The maize populations from Chimaltenango studied here showed clear spatial structure, corresponding to isolation-by-distance locally and to clinal variation regionally. This finding points to different patterns of seed exchange for different spatial ranges. Locally, the intensity of exchange may be expected a rather regular decay over distance between neighbours and members of other communities. This would lead to the observed pattern. The regional pattern reflects, however, that seed exchange between different townships follows a different logic. Regional seed exchange may consist in saltatory movements, there may be different acceptation in different localities, or certain geographical sources may dominate regionally.
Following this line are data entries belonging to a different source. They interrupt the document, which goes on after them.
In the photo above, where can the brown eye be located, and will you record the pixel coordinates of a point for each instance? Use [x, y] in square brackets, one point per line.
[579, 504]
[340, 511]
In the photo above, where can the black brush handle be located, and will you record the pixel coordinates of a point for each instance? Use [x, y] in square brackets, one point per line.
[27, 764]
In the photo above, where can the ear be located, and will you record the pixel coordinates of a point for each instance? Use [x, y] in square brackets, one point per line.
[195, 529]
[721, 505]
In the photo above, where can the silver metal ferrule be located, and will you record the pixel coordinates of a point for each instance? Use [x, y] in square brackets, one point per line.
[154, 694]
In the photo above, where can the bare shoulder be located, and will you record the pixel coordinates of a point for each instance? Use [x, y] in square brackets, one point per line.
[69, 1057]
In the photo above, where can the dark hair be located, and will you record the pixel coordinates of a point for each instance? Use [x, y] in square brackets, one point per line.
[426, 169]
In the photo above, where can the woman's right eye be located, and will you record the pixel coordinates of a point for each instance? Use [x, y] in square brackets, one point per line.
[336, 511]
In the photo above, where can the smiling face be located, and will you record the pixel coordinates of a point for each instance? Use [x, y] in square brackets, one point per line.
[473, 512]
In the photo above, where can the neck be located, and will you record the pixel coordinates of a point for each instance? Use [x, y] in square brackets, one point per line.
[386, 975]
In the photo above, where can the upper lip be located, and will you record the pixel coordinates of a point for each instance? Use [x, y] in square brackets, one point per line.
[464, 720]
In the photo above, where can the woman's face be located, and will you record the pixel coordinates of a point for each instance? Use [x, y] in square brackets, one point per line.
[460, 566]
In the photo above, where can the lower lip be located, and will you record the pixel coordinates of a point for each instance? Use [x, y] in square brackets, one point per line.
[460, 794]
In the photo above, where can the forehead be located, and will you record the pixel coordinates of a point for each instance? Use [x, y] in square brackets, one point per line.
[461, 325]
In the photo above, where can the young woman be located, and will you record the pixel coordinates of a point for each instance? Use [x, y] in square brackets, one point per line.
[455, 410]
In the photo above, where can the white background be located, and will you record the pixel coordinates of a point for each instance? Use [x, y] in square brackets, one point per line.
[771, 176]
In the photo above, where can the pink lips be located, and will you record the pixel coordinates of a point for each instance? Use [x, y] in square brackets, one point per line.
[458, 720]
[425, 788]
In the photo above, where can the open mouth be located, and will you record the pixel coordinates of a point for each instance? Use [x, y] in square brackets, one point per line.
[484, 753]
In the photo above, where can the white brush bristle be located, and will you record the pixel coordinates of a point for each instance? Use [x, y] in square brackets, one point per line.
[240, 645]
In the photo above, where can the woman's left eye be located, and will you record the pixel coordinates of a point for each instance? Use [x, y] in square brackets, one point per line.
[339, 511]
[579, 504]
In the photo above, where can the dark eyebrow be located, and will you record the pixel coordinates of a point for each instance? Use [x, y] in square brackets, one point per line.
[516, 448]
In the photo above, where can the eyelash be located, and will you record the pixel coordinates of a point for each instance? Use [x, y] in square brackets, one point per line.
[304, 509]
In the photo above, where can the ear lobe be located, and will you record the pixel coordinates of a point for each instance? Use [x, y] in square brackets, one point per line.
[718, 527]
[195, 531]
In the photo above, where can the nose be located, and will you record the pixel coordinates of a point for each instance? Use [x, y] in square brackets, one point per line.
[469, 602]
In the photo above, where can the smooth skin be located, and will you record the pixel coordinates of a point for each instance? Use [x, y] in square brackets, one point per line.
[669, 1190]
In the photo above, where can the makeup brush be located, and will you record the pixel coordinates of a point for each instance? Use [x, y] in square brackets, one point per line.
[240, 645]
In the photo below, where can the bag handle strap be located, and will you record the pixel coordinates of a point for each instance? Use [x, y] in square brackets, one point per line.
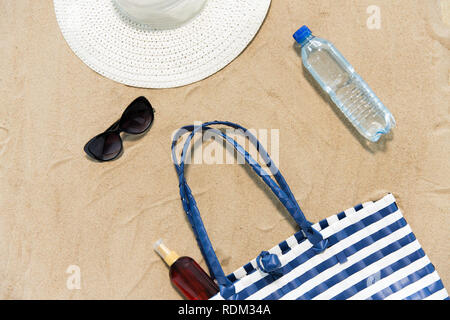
[281, 190]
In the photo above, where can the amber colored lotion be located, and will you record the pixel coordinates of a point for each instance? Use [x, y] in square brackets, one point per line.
[186, 275]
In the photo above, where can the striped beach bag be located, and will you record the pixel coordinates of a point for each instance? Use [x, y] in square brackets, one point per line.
[365, 252]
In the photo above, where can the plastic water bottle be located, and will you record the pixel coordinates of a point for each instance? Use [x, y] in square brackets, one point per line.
[345, 87]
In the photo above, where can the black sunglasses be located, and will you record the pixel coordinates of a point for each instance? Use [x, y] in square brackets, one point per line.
[136, 119]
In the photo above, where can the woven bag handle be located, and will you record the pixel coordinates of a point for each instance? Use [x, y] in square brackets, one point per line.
[280, 189]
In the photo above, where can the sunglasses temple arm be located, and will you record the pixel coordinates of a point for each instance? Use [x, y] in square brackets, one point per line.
[114, 127]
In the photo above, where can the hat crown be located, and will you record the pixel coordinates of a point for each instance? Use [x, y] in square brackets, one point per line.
[161, 14]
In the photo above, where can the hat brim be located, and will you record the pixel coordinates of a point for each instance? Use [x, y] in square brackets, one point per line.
[136, 55]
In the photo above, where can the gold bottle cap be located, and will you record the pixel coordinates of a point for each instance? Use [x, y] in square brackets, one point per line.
[168, 255]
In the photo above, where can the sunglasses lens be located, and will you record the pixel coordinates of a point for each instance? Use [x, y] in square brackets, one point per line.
[137, 117]
[106, 146]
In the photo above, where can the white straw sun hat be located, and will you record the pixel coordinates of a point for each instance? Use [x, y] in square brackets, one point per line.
[159, 43]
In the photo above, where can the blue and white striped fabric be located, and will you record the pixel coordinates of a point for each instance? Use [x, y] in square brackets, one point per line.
[384, 260]
[366, 252]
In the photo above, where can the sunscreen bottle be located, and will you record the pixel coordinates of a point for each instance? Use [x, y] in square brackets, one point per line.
[186, 274]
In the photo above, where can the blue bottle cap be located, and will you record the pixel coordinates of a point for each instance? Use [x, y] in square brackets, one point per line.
[302, 34]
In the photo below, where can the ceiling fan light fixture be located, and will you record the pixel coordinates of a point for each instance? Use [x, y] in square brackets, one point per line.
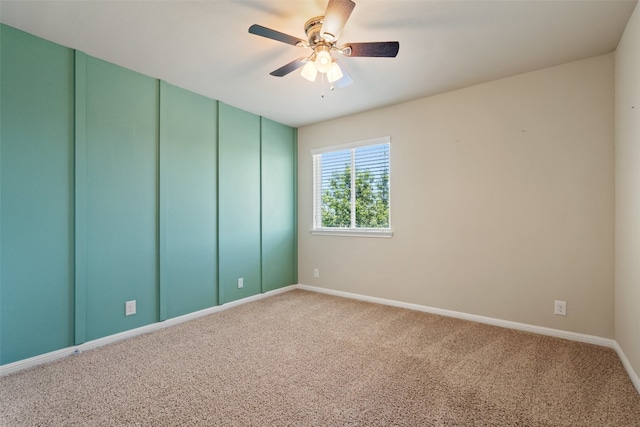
[334, 73]
[323, 59]
[309, 71]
Apparently, different mechanisms are at work at different levels; the two spatial levels involve different types of social relationships. Family and neighbours dominate at the local end of the spectrum. Regional exchange involves relations with traders, shop-keepers, NGO personnel, or vague acquaintances (Van Etten and De Bruin, in press). For the first category spatial proximity is relevant, while for the other category different spatial factors dominate, such as centrality (the provincial market). The innovative focus of regional seed exchange may override the spatial factors, as to the innovator the specific characteristics of the seed will tend to be more important than the place it comes from.

Regionally and locally, there is evidence that specific environmental adaptation constrains seed flows, while regionally ear and grain characteristics may influence decision-making on cultivar introduction. The study also demonstrated the impact of improved varieties on genetic diversity and plant characteristics. Comparisons with results for other areas lead to the conclusion that the currently observed patterns of genetic diversity are of rather recent origin.

This study has several implications for genetic management of crop populations in the highlands of Guatemala. Evidence for social constraints to seed flow was found, even though modern germplasm has been successfully adopted in the past. This implies that improved access to (modern) germplasm and information about its availability is needed. As spatial and environmental factors play an important role in structuring the gene pool, spatial sampling imbalances in germplasm for use in breeding will tend to reduce the genetic basis for improvement. Spatial and altitudinal stratification of the area for collection and inclusion of materials in breeding programmes will be necessary to obtain optimal collections. On the other hand, given the relatively small genetic differences between localities and their recent origins, it may not be warranted to constrain gene flow in the study area to maintain diversity. Collaborative farmer-professional maize breeding may be useful in exploiting broad, representative populations in various locations and to strike a balance between improvement and conservation.